Police block activists from marching toward the Dan Ryan Expressway as they initially planned on August 15, 2020. Credit: Colin Boyle/Block Club Chicago

CHICAGO — The future of policing in Chicago could be dramatically altered as competing civilian oversight proposals are scheduled for a committee vote Friday.

But it’s unclear if either measure has enough support to go to the full City Council, which would need to approve the proposals for them to be enacted.

Mayor Lori Lightfoot campaigned on the promise of transforming the Police Department by establishing a civilian-led commission to oversee police within her first 100 days, but she has yet to deliver.

For more than a year, Lightfoot negotiated with a coalition of aldermen and police reformers known as the Grassroots Alliance for Police Accountability, or GAPA. But the talks broke down when the mayor refused to relinquish ultimate control over police policy and the hiring and firing of the police superintendent. She officially withdrew her support from that proposal in the fall, saying, “We’re moving on from GAPA.”

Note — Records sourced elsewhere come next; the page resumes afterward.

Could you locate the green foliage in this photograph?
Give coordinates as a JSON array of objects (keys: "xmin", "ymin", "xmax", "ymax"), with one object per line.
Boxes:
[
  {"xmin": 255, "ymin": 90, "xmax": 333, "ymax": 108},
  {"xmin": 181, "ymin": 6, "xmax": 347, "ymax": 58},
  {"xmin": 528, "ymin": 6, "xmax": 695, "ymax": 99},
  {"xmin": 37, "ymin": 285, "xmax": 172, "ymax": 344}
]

That decision ultimately led GAPA supporters to forge a compromise with supporters of a more robust oversight proposal, the Civilian Police Accountability Council, or CPAC, the two parties announced in March.

The compromise proposal — known as Empowering Communities for Public Safety, or ECPS — was introduced into the Committee on Public Safety in May.

Lightfoot released her own, rival oversight proposal May 24. That set the stage for both proposals to go before the committee at 10 a.m. Friday — but it’s not clear that either has enough votes to be approved by the committee.

“We’ll find out at the committee, but I think we’ve done a really good job lobbying our colleagues to get to the point that we can be successful,” said Ald. Andre Vasquez (40th), a supporter of the ECPS proposal.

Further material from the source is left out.